Demands – Never make too many demands on your partner.  My own wife has only ever made three demands of me during our entire marriage:

  1. That I do what she wants.
  2. That I do it when she wants it.
  3. That I do it how she wants it.

These three rules apply for almost every household duty, from DIY tasks to pouring the gin.  For those of you with a smuttier state of mind, they do not apply to our sex life.  In that we have only one rule these days: do it only when there is a reasonable chance of at least one of us remaining awake throughout.

Money – Should not be an important issue in any long term relationship and will not be so unless a) you have some or b) you do not.

Play – Badminton, bridge and Monopoly, nothing leads to accusations and recriminations as surely as ‘play time’.  From the early days of deliberately losing to the more mature ‘win at any cost’ phase, games form the backbone of every marriage.  Those that play together stay together, the saying goes, but whoever said it was obviously asleep for the Christmas Day game of Newmarket.  It is the nature of most games that the winners are smug and the losers are sore and everyone in the middle claims that they’re not really that competitive.  It is the nature of married couples that, even when on the same side, they are more intent on beating one another than the opposition.  When either partner plays badly, the other believes that they have done so simply to spite them.  There is no better feeling than losing when it isn’t your fault.

Shop – Married couples shop together at their peril.  What men want from shopping is a pair of comfortable pants*, chocolate and a hedge trimmer that looks as though it might have been designed by NASA.  What women want from shopping is food to put on the table, clothes to put on the children and a couple of hours free of the husband.  If it was allowed, Tesco’s would be cited in more divorce cases than adultery.

The ‘S’ word – Every relationship has to face spaghetti at some time.  Whether you eat it in quite the wrong way, make a terrible slurping sound whilst you suck it in, or distribute sauce over every conceivable surface whilst you chew, nothing contributes to marital strife quite like those little pasta strings.  Anyone who has been married for more than three years will tell you that there is only one right way to eat spaghetti: alone and in a wetsuit.
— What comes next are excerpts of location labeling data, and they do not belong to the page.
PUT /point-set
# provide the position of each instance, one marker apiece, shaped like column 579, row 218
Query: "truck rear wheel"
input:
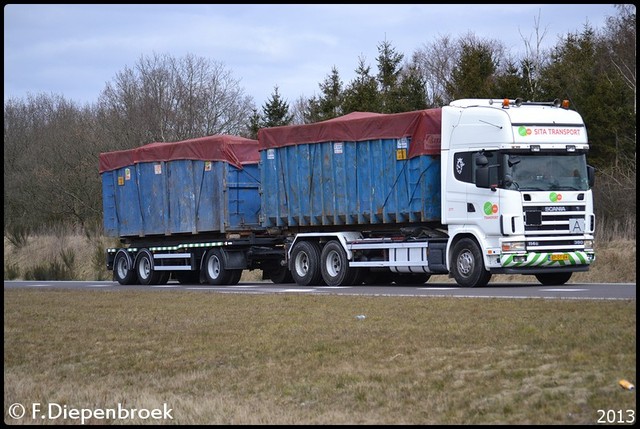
column 215, row 270
column 467, row 264
column 144, row 269
column 553, row 279
column 335, row 265
column 123, row 271
column 305, row 258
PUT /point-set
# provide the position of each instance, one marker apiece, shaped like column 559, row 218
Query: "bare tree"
column 436, row 61
column 534, row 60
column 169, row 99
column 620, row 38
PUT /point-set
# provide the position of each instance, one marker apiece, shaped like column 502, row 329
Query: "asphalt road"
column 497, row 290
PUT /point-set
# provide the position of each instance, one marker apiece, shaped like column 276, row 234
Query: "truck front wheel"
column 215, row 270
column 467, row 264
column 123, row 271
column 305, row 259
column 335, row 265
column 144, row 267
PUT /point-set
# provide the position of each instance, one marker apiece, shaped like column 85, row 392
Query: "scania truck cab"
column 516, row 190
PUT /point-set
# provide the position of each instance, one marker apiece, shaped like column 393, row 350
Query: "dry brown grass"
column 289, row 359
column 615, row 260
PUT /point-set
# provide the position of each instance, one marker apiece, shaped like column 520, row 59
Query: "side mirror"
column 482, row 177
column 591, row 175
column 481, row 161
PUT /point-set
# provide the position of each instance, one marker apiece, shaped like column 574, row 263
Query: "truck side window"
column 462, row 168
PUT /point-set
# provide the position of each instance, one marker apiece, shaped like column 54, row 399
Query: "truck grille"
column 554, row 227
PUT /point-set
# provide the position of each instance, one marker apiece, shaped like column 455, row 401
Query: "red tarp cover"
column 423, row 126
column 232, row 149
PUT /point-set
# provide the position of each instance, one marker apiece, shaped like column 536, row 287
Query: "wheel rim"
column 333, row 264
column 122, row 268
column 144, row 268
column 302, row 264
column 465, row 263
column 214, row 267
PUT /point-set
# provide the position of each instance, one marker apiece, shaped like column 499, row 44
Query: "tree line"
column 52, row 145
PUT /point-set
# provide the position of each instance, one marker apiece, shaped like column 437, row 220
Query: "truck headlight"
column 513, row 246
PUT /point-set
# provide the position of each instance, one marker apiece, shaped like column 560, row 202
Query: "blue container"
column 180, row 196
column 347, row 183
column 360, row 169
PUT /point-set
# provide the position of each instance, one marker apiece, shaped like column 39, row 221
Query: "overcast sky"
column 74, row 50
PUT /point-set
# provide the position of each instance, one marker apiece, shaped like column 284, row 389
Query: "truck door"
column 483, row 196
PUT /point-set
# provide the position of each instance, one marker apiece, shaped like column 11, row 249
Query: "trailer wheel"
column 335, row 265
column 144, row 268
column 467, row 264
column 214, row 268
column 123, row 271
column 553, row 279
column 305, row 259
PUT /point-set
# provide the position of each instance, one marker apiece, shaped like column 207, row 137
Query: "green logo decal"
column 554, row 197
column 490, row 208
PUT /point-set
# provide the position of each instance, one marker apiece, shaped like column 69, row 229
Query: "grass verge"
column 216, row 358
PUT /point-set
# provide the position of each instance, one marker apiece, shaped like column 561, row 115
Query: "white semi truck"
column 475, row 188
column 514, row 189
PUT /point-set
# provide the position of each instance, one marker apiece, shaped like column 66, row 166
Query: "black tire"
column 305, row 263
column 411, row 279
column 214, row 268
column 553, row 279
column 187, row 277
column 467, row 264
column 123, row 271
column 334, row 265
column 144, row 269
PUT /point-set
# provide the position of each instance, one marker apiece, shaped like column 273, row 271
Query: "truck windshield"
column 545, row 172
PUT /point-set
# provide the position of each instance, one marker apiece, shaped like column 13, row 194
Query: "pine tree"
column 275, row 111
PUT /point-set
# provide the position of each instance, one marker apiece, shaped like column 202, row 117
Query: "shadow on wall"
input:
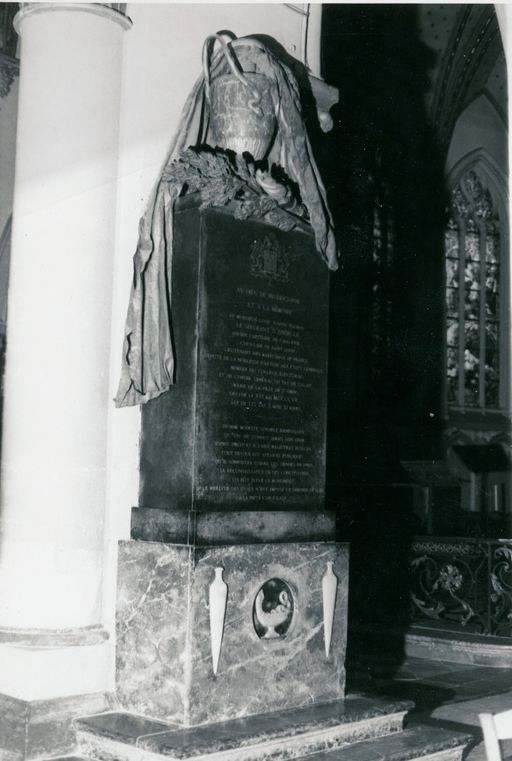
column 384, row 173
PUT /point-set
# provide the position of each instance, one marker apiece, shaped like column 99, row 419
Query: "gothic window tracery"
column 473, row 285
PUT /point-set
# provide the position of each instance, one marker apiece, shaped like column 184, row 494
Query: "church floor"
column 448, row 695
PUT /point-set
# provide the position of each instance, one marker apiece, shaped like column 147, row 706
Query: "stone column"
column 54, row 440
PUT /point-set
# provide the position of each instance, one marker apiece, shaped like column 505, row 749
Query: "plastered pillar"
column 54, row 440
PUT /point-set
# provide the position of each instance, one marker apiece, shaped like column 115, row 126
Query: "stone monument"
column 232, row 593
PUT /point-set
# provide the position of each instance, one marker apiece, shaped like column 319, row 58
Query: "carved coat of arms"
column 268, row 260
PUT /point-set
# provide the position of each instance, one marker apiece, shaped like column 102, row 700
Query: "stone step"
column 423, row 742
column 279, row 735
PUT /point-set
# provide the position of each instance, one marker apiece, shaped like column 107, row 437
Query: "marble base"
column 31, row 729
column 164, row 663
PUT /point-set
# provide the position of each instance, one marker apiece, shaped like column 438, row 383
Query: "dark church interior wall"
column 385, row 167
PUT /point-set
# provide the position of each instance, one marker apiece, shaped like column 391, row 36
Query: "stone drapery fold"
column 148, row 356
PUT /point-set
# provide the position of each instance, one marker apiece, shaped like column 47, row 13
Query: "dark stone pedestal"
column 243, row 428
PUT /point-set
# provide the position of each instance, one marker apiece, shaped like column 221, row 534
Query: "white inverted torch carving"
column 329, row 587
column 217, row 600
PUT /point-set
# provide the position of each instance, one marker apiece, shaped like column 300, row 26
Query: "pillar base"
column 31, row 729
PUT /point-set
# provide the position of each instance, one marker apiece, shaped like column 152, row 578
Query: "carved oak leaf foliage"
column 222, row 180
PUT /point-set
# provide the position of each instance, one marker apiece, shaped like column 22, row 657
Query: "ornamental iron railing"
column 462, row 585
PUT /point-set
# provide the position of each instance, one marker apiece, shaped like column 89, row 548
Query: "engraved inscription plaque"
column 262, row 371
column 244, row 426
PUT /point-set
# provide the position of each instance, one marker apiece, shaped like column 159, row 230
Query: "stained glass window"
column 472, row 256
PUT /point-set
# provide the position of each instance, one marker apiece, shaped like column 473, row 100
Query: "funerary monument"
column 233, row 591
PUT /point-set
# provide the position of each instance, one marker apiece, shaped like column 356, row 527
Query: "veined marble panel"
column 164, row 664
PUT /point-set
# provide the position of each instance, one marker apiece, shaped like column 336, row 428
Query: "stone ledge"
column 31, row 729
column 458, row 650
column 282, row 734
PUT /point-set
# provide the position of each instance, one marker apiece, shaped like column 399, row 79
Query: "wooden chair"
column 495, row 727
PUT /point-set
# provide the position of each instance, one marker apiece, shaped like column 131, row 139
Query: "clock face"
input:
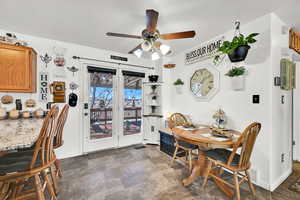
column 202, row 82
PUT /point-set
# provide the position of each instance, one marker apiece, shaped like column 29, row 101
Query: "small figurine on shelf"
column 220, row 118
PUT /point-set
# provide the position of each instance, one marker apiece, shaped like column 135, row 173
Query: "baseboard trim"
column 280, row 180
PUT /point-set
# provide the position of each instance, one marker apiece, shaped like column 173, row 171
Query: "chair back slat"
column 43, row 149
column 58, row 139
column 247, row 140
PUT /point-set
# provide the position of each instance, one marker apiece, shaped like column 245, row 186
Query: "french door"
column 113, row 104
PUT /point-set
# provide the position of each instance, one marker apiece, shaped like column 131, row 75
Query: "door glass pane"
column 132, row 121
column 101, row 105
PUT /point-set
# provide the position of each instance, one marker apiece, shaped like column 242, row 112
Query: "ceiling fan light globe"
column 155, row 56
column 165, row 49
column 146, row 45
column 138, row 53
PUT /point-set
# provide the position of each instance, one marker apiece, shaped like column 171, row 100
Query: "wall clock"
column 204, row 83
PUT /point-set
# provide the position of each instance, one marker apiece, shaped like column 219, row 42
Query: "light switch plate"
column 255, row 99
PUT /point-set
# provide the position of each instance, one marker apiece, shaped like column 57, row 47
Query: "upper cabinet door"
column 17, row 69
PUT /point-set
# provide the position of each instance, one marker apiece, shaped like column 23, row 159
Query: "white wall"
column 73, row 135
column 263, row 64
column 281, row 113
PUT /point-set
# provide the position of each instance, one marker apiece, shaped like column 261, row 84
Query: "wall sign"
column 205, row 51
column 43, row 86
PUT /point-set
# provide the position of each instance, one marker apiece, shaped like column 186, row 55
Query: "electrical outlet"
column 282, row 158
column 253, row 175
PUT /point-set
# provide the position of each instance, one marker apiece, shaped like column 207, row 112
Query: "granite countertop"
column 19, row 133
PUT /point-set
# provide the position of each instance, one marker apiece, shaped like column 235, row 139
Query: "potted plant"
column 178, row 84
column 237, row 49
column 237, row 77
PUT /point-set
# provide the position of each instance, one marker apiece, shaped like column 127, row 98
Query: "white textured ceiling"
column 85, row 22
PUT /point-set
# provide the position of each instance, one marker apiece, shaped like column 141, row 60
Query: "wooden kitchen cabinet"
column 17, row 69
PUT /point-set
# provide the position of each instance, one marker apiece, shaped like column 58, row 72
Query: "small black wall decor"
column 46, row 59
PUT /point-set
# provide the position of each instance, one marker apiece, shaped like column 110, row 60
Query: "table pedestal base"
column 200, row 169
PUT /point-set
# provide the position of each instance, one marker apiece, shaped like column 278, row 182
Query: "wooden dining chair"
column 235, row 163
column 58, row 139
column 31, row 167
column 181, row 147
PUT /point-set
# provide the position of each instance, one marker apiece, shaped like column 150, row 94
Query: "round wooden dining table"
column 205, row 141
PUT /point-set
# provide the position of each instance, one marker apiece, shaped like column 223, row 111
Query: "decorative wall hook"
column 46, row 59
column 72, row 69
Television – Many happy couples spend hours on end happily watching TV in one another’s company and they are all employed by Gogglebox.  The rest of us spend our time moaning that our partner has it on too loudly, or too quietly: that they insist on breathing when it all gets tense; that they insist on talking when it all gets quiet; that they insist of seeing what’s on the other side at the exact moment that the murderer is unmasked.  It is impossible to watch TV without resenting the person who has control of the remote control.  It is impossible to remain happy with someone who snores right through ‘Bake Off’.

Travel – Travel is a must for binding married couples together.  It provides the perfect opportunity to see new sights, experience new sensations and to discover new words – especially when your spouse has set the Sat-Nav.  What could be better than a hundred mile journey together in order to get to a destination you had no intention of ever visiting in a time-scale that would have allowed a three-week break in the Seychelles.  For many young couples the nuptial journey begins with the honeymoon where traditionally, you discover that you have made a very big mistake indeed and that you really should have listened to your parents when they told you never to trust a man who sells popcorn by the piece, or a woman who insists on calling you babe any time after the age of fifteen.  As you get older, you will appreciate that parents are actually responsible for everything that goes wrong in your life – often because they allow you to ignore their advice, or even worse, take it.  In the early days of my own marriage road journeys were often accompanied by a loud and detailed examination of each other’s parentage followed by the road atlas being launched across the whole width of the M56 (not that we were aware that it was the M56, of course, as we thought that we were heading for Southend).  Today journeys are normally guided by GPS systems that are not so easily thrown through the window.  GPS systems will always get you effortlessly from A to B when correctly set – even if you really want to get to C.  Sat-Navs are as simple to set as central heating timers – which explains the night sweats.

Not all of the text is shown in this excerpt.